Faced with a terminal cancer diagnosis, Helen Firth makes the impulsive decision to return to Orkney after forty years to make peace with her past. Under the wintering solstice sun, she reconnects with the ungainly but affable Thorfinn Coffin, who helps her address the real reason she has returned to the islands: to die.
As Helen draws closer to death and ever closer to Thorfinn, Hel in turn is intrigued by Helen. She, too, has a past to confront and a lesson to learn: that perhaps who she believes herself to be isn't who she really is.
A powerful reimagining of the Norse myth of Hel, The Shapeshifter's Daughter celebrates the joy of reclaiming our stories.
Critic Reviews
Magnusson is superb at evoking a landscape rich in history and prehistory, although the novel's greatest strength is her feminist interpretation of Norse mythology in a story that centres equally on Hel and Helen, both of whom are daughters wounded by "fathers whom they still, in the last winter of their own lives, struggles to forgive".
Burdened with a grim prognosis, librarian Helen Firth returns to live her last days in her native OrkneySteeped in folklore, home to stone circles, selkies and sea sorcerers, it provides the backdrop for a stirring novel about finding love in the darkest hour, as the gods of Norse Myth, Odin, Thor and a surprisingly endearing Hel loom up in the narrative.
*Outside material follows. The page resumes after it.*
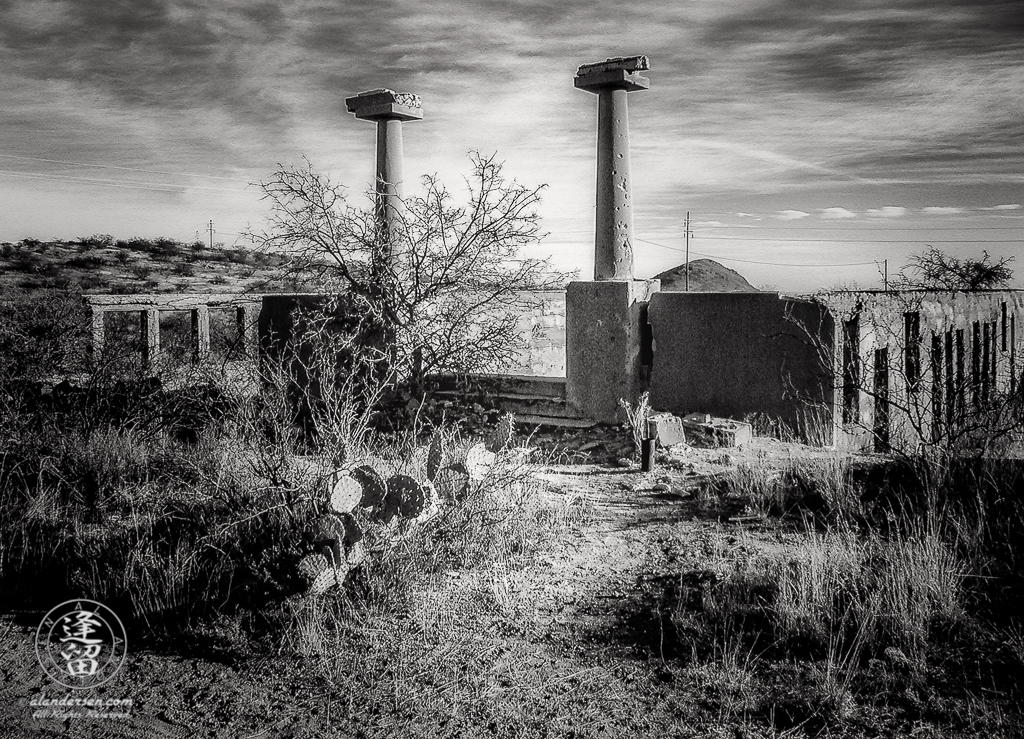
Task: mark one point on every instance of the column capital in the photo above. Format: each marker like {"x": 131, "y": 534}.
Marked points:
{"x": 385, "y": 104}
{"x": 617, "y": 72}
Magical in every sense.
A heart-rending opus on love, death and change . . . captivatingly written, Magnusson has grand ambitions, mashing together a tragic romance, a god's exploration of what it means to be human and a cosmic scheme to outwit the mighty Odin, but by interlacing her plotlines with threads of healing, reconciliation and taking control of one's destiny she's fashioned it into a powerful emotional journey.
One of the most imaginative and ambitious books I have read all year... gives the Norse myths a feminist tweak somewhat akin to Madeleine Miller and Pat Barker's reimagining of the Odyssey.